24. Cheribelle
Cheribelle
I was so nervous I could eat a sock.
Except that would be a textural nightmare, so maybe not.
Breathe in, breathe out.
Is my outfit okay?
Wait, did I take my medicine? OMG! A date, a date, a date!
Does my outfit look all right?
Am I dressed too casual?
Will he think I’m not taking this seriously?
Am I dressed too formal?
Will he think I’m being a poser?
I’m twenty-six and he’s in his thirties, both of us are too old to be posers.
But not too old for cringe!
Very helpful.
I glanced at the time on my phone again, sure that at least an hour had passed since the last time I checked, only to see that it had only been ten whole minutes.
Damn it!
Full of all sorts of nervous energy, I began to pace, then stopped myself because I didn’t want to work up a sweat and ruin my makeup.
“ Mrrrrow? ”
“I know, I know, my pacing makes you nervous,” I told Hudson, who was winding around my feet.
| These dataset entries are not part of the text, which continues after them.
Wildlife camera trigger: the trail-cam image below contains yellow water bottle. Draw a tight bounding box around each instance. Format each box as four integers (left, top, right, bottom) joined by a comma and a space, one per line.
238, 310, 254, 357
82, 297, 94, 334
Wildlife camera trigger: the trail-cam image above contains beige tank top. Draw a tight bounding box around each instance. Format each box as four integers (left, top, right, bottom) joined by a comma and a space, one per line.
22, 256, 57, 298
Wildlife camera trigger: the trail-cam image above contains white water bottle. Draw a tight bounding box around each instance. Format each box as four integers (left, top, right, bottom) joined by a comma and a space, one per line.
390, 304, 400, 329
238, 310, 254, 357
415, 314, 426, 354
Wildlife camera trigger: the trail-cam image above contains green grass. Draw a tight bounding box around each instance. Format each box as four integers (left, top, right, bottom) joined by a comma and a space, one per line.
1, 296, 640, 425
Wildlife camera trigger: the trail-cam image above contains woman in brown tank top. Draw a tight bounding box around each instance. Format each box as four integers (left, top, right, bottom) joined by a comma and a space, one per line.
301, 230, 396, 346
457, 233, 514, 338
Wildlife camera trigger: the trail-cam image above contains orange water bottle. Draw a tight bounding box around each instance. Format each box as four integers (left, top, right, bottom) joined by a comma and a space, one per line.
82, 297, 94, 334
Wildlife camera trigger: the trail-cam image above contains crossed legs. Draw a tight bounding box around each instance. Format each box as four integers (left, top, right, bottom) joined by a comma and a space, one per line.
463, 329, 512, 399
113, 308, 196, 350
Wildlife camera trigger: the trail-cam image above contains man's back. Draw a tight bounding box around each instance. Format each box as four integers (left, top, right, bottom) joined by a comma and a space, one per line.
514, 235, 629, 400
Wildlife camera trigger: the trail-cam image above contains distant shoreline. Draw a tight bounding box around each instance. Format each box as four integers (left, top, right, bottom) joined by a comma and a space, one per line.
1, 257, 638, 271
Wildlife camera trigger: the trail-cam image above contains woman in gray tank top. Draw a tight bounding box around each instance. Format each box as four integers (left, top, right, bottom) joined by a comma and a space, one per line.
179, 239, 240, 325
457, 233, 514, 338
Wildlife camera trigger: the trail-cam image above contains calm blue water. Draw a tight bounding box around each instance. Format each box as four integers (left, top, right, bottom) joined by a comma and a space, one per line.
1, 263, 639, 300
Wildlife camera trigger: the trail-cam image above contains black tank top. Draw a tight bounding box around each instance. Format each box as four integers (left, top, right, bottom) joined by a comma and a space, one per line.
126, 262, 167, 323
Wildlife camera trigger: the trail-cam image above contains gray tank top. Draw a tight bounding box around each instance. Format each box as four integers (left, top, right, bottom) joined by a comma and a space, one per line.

If I was a tiny, eight-pound thing and two of those pounds were just fur, I wouldn’t be cozying up to a giant stomping around with essentially knives strapped to their shoes.
“ Mrrp!”
“You’re right, I should save my feet.”
Although I had a collection of high heels, I rarely wore them, so I’d break a pair out for my first date in… God, how long was it?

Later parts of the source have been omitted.